Article 2 : Les décisions du 19 mai 2025 par lesquelles le préfet de police a refusé à M. A… la délivrance d’un titre de séjour et l’a obligé à quitter le territoire français sont annulées.
Article 3 : Il est enjoint au préfet de police ou au préfet territorialement compétent de délivrer à M. A… une carte de séjour temporaire portant la mention « salarié » dans le délai de trois mois à compter de la notification du présent jugement.
Article 4 : Il est enjoint au préfet de police ou au préfet territorialement compétent de délivrer à M. A… une autorisation provisoire de séjour l’autorisant à travailler, dans le délai de quinze jours suivant la notification du présent jugement.
Article 5 : Le surplus des conclusions de la requête de M. A… est rejeté.
Article 6 : Le présent jugement sera notifié à M. B… A…, au préfet de police et à Me Sangue.
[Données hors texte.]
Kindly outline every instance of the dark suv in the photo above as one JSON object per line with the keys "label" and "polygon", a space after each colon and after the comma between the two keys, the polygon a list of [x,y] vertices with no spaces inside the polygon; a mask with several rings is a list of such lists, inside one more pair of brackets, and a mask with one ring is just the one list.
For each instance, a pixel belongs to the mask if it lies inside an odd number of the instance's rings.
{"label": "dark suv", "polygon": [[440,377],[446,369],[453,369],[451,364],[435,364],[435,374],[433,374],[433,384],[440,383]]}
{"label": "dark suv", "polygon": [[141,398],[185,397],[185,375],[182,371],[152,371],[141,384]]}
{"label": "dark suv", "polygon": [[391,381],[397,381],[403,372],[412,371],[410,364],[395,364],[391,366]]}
Délibéré après l’audience du 5 novembre 2025 à laquelle siégeaient :
Mme Topin, présidente,
Mme Dousset, première conseillère,
Mme Calladine, première conseillère.
Rendu public par mise à disposition au greffe le 19 novembre 2025.
La rapporteure,
signé
A. CALLADINE
La présidente,
signé
E. TOPIN
La greffière,
signé
V. FLUET
La République mande et ordonne au préfet de police en ce qui le concerne ou à tous commissaires de justice à ce requis en ce qui concerne les voies de droit commun contre les parties privées, de pourvoir à l’exécution de la présente décision.